Harris's Sparrow: Large sparrow with dark-streaked, brown upperparts and white underparts with dark-streaked sides. Head has stark black crown, face, and throat. Gray cheek patch is marked by a thin, black line. Bill is pink. Alternates rapid wing beats with brief periods of wings pulled to sides.
Range and Habitat
Harris's Sparrow: Breeds in the mixed forest-tundra zones of north-central Canada, from the extreme northwestern reaches of the Northwest Territories to northern Ontario, along the shores of Hudson Bay. Spends winters in central U.S., from South Dakota to south Texas.

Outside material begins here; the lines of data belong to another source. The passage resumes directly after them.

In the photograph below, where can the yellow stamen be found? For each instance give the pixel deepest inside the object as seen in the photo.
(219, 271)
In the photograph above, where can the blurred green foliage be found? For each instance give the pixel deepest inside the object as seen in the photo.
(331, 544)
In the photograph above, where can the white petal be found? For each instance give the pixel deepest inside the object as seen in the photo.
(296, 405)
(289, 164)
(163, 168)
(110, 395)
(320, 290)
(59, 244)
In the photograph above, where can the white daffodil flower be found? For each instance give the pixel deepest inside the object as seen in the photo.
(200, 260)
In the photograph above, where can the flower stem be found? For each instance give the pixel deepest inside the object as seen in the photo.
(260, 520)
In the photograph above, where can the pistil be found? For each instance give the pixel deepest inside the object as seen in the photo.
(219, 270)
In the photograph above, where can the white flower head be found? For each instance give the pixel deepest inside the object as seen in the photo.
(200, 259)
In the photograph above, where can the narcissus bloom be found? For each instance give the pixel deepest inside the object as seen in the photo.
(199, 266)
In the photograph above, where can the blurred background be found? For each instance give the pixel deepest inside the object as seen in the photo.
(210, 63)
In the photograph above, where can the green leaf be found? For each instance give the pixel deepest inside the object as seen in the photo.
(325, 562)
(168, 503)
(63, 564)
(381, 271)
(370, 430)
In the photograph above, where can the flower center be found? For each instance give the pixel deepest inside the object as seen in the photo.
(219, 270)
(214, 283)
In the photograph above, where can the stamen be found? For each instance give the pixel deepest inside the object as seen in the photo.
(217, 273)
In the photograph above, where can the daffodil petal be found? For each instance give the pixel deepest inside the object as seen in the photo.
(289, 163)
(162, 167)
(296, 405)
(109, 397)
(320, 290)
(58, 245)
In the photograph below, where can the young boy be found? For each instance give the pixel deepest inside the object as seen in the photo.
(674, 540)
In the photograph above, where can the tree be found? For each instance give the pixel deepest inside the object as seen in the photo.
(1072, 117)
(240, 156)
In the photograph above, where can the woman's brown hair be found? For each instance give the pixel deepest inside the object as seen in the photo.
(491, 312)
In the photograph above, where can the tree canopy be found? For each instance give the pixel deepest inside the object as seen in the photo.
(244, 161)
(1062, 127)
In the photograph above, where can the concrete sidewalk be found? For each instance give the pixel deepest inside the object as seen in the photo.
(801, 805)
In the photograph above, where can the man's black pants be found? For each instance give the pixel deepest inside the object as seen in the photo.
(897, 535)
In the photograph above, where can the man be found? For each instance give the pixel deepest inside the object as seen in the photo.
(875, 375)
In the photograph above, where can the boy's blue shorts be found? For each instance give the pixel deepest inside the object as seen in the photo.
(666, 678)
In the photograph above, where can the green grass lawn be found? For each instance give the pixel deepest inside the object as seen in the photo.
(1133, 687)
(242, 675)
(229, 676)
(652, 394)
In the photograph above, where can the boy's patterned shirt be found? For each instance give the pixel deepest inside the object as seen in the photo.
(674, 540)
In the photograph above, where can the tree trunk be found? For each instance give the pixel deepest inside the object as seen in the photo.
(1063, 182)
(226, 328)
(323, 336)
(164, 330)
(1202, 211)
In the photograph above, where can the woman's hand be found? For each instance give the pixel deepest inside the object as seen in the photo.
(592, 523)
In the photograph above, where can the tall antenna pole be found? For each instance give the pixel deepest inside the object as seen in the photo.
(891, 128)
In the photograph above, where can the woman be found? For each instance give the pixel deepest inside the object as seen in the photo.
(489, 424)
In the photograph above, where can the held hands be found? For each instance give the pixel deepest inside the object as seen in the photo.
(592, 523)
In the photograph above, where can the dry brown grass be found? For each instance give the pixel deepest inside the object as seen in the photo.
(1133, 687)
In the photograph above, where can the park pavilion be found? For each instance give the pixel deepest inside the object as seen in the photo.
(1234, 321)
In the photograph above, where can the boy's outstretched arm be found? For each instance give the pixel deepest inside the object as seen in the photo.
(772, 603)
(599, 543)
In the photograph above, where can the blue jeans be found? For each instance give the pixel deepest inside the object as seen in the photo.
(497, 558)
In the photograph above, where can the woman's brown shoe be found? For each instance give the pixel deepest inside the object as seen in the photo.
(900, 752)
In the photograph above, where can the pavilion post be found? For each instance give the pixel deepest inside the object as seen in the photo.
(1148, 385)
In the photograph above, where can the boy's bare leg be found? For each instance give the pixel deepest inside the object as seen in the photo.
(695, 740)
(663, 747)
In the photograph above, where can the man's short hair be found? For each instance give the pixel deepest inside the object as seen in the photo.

The Harris’s sparrow is Canada's only endemic breeder.
The common name of this species commemorates the American amateur ornithologist Edward Harris.
A group of Harris's Sparrows are collectively known as a "poll" of sparrows.
The Harris's Sparrow has a large range, estimated globally at 1,700,000 square kilometers. Native to Canada and the United States, this bird prefers shrubland, and grassland ecosystems, though it has been known to reside in rural gardens. The global population of this bird is estimated at 3,700,000 individuals and does not show signs of decline that would necessitate inclusion on the IUCN Red List. For this reason, the current evaluation status of Harris's Sparrow is Least Concern.